Starting with the virus itself, it looks like it is spreading much faster than SARS but is also far less lethal (2.2% vs 9.6% fatality rate), even though both belong to the same family of viruses. The people it has killed are almost all located in Hubei province. There has only been eight fatalities outside of Hubei, and only one outside of China. Many patients have already been cured and sent back home.
Other differences are worth highlighting: Seventeen years ago Chinese people were not traveling much within China, let alone overseas. There was no social media and not much internet connectivity within the country. Information did not disseminate fast. Today it is the opposite.

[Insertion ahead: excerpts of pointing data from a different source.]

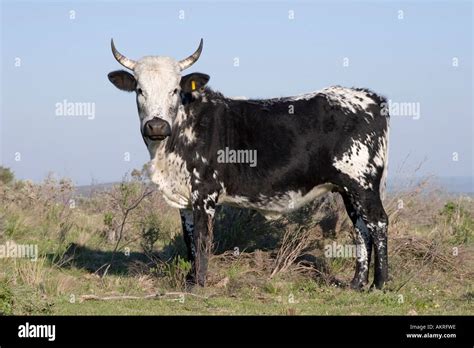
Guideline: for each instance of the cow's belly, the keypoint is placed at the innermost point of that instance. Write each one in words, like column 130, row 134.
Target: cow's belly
column 174, row 187
column 274, row 206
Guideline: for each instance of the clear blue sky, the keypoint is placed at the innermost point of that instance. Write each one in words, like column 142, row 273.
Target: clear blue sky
column 407, row 60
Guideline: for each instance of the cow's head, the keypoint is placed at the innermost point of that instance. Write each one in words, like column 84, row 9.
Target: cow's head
column 160, row 89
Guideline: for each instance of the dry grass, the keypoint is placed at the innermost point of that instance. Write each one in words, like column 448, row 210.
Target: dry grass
column 430, row 250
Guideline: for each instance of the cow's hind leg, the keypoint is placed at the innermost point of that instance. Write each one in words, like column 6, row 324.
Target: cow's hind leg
column 363, row 242
column 369, row 205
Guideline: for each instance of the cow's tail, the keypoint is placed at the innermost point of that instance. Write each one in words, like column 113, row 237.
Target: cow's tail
column 383, row 179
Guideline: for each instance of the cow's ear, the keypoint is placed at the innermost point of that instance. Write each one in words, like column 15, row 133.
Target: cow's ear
column 193, row 82
column 123, row 80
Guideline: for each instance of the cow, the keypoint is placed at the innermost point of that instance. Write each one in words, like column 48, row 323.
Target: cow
column 332, row 140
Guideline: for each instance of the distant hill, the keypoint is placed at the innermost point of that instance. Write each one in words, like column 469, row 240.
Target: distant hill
column 459, row 184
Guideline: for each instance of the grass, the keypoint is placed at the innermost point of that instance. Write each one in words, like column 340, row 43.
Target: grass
column 81, row 252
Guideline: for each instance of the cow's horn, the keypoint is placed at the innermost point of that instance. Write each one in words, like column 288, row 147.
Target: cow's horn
column 128, row 63
column 186, row 63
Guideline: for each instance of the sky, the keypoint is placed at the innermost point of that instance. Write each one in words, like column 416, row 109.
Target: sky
column 418, row 54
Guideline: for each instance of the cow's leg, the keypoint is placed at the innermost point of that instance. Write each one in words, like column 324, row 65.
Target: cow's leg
column 363, row 241
column 187, row 222
column 377, row 223
column 370, row 206
column 204, row 204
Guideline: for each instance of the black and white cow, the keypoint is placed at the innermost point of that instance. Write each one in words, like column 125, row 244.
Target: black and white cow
column 334, row 140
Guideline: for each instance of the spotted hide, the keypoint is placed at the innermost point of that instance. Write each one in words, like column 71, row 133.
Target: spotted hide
column 271, row 155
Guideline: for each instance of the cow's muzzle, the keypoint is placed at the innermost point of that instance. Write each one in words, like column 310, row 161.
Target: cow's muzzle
column 157, row 129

Seventeen years ago the Chinese government refused to face reality and tried to hide the situation as long as it could, until it could no longer. Today it wants to show the world that it is pro-active by dealing with it forcefully. One can only be impressed by the decision to lock down 56 million people, preventing virtually anyone from entering or exiting the province of Hubei, which explains why so few people have died outside of that province. Overseas it looks a bit like a competition has started between governments and corporates for who will do the most to show the world that it is taking forceful measures to bring its citizens and employees back home and prevent contamination, even if these measures could be seen as being tantamount to overkilling. And of course media love it as they bring a dose of sensationalism that can only fuel a sense of hysteria which, in turn, filters through financial markets.

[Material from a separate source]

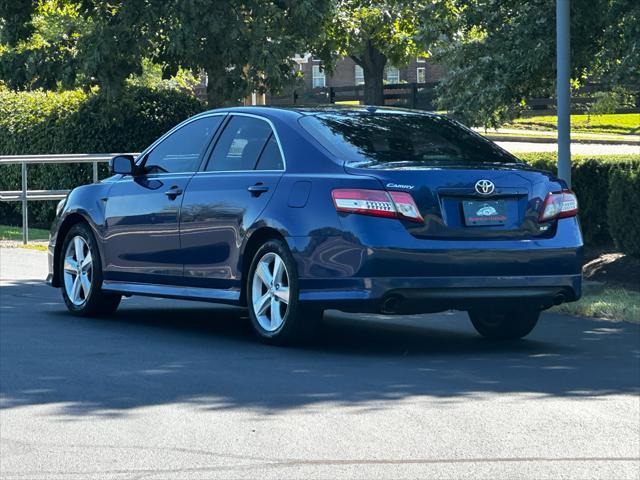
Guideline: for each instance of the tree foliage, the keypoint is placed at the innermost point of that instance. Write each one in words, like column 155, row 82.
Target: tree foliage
column 504, row 51
column 375, row 33
column 243, row 45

Unfortunately the short-term impact on the Chinese economy might be much more severe than it was in 2003, simply because the entire country is literally paralysed by the measures taken by the government at all levels. The Chinese New Year holiday was extended by ten days (so far) in 14 provinces that are responsible for 69% of China’s GDP. Similar measures that impact the supply side of the economy were never taken during SARS.
In other words GDP growth will be hit not only by a steep drop in consumption, but also by a steep drop in production, and that is new. If this extension of holiday was to be prolonged, it would be reasonable to expect a ripple effect on all countries that rely heavily on imports from China. As a result we expect the fall in GDP growth in Q1 2020 to be very significant. The February manufacturing PMI numbers will be atrocious (the January ones [50.0 for the official index, 51.1 for the Caixin index] were calculated before the lockdown). Looking at the bright side, SARS disappeared as mysteriously as it appeared after a few months. We can hope that the same will happen this time, especially given the strict lock down measures taken in Hubei province that had not been implemented in 2003. It is then our base case that activity will resume as fast as it has dropped, with the backlog of orders pushing for lots of overtime in factories.

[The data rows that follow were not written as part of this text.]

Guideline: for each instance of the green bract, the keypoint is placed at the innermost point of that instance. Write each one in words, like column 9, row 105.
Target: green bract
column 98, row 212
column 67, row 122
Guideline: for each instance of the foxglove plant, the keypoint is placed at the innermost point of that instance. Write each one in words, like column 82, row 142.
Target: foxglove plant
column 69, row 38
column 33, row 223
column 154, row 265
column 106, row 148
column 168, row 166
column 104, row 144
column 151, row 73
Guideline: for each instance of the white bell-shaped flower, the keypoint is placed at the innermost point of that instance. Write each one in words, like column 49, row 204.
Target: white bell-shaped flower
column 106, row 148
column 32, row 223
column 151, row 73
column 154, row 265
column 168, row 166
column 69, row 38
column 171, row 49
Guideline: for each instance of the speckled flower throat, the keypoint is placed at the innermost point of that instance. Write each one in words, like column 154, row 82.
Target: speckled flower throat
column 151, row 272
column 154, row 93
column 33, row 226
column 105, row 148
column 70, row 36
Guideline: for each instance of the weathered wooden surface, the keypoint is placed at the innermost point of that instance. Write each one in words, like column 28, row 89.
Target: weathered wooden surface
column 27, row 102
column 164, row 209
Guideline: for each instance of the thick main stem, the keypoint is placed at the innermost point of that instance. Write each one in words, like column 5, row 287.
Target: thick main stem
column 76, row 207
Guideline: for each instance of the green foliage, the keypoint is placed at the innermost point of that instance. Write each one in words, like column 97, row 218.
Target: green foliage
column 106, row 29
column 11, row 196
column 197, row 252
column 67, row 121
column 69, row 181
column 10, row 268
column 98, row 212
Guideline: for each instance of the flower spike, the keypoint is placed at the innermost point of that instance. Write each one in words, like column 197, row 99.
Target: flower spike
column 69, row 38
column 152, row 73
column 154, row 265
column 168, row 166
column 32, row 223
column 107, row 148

Our previous base case was that China would not stimulate its economy this year for the simple reason that it did not have any reason to as long as its growth was following a moderate declining slope. Today the situation looks quite different. Kickstart a rebound and stimulate the Chinese economy through a combination of monetary policy and personal subsidies awarded to those who are currently taking the brunt of the economic blow is a scenario that could easily gather supporters within the Standing Committee of the Politburo, even if it leads to a short-term pick up in the overall system leverage and a sudden deterioration of China’s fiscal deficit. It is certainly a scenario that we would not discount too rapidly and that would make a strong positive impact on markets. It would be all the more relevant that the global economy is in a slowdown mode and that China is facing additional headwinds from the US administration.
This commentary is intended for non-professional investors within the meaning of MiFID II. It is provided for informational and educational purposes only and is not intended to serve as a forecast, research product or investment advice and should not be construed as such. It may not constitute investment advice or an offer, invitation or recommendation to invest in particular investments or to adopt any investment strategy. The information contained herein is issued by JK Capital Management Limited. To the best of its knowledge and belief, JK Capital Management Limited considers the information contained herein is accurate as at the date of publication. However, no warranty is given on the accuracy, adequacy or completeness of the information. Neither JK Capital Management Limited, nor its affiliates, directors and employees assumes any liabilities (including any third party liability) in respect of any errors or omissions on this report. JK Capital Management Ltd. Is a limited company regulated by the Securities and Futures Commission of Hong Kong, with its registered office at Rm 1101 Chinachem Tower, 34-37 Connaught Road Central, Hong Kong.